What makes me sad has changed so dramatically over the past 30 years. And yet the songs still feel like they’re talking directly to me. It’s almost as if they’ve evolved along with me, saying what I need to hear at the exact moment I need to hear it.

Look at a song like Pictures Of You. When I first listened to it in the early ‘90s, it was clearly about missing ex-girlfriends. But today, it feels like a song about growing older, and looking at pictures that remind you how fast time moves. It’s every time your Facebook “Memories” gives you another photo of your son when he was a toddler or on his first day of Kindergarten, and it sends you into an emotional tailspin, because wait a minute, wasn’t that just yesterday? In the blink of an eye, the kid in that photo got replaced by a surly teen who won’t even talk to me! And now I’m crying to Pictures of You for reasons that have nothing to do with why I cried to it in 1990.

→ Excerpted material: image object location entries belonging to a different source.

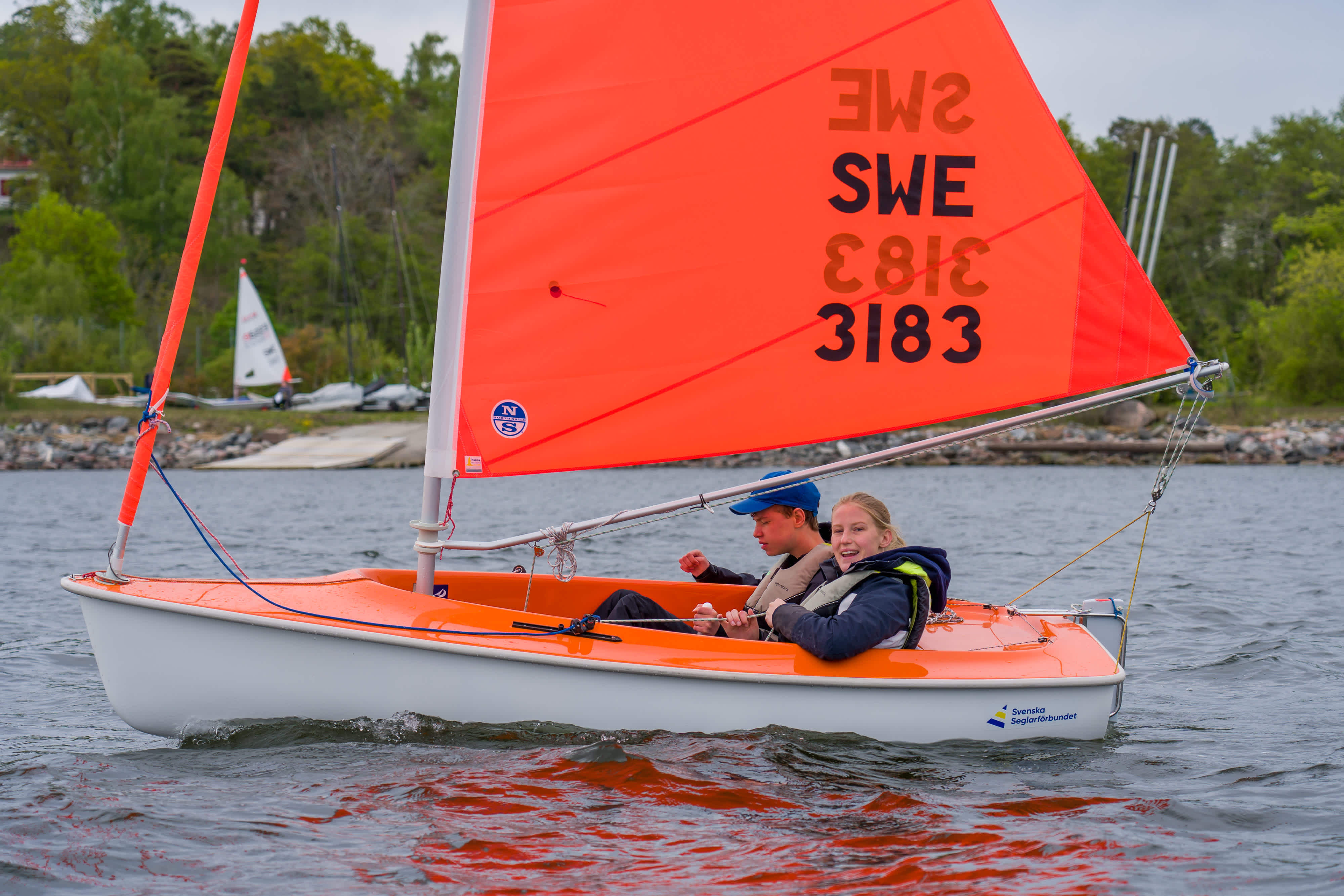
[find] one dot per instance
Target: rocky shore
(108, 442)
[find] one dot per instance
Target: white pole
(442, 441)
(1174, 378)
(1162, 210)
(1139, 190)
(1152, 199)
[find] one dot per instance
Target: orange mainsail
(716, 227)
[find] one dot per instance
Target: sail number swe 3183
(896, 274)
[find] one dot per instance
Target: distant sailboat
(259, 359)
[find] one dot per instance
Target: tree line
(115, 104)
(115, 101)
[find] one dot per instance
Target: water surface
(1222, 773)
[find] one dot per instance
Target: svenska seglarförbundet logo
(509, 420)
(1029, 717)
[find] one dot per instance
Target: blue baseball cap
(800, 495)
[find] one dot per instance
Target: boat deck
(989, 644)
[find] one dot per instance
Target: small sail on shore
(669, 241)
(259, 358)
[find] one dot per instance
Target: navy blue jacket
(881, 608)
(720, 575)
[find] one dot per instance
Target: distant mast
(345, 273)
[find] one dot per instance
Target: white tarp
(259, 359)
(73, 390)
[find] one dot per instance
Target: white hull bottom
(167, 670)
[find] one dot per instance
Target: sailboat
(259, 358)
(679, 231)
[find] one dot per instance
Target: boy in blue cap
(786, 527)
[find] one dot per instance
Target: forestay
(704, 229)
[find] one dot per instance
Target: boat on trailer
(615, 293)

My blood tests came back fine, btw. So, I’ll probably live long enough to hear the new Cure album. I’m curious if I’ll like it, and if it’ll feel like the band is still riding shotgun with me, playing sad melodies to help me get through life’s peaks and valleys. 

But now I’m even more curious to see how long these new songs stick around beyond next month, or even next year. Will they say something different to us when we’re 70, or 80, or even 90? I guess we’ll all find out together.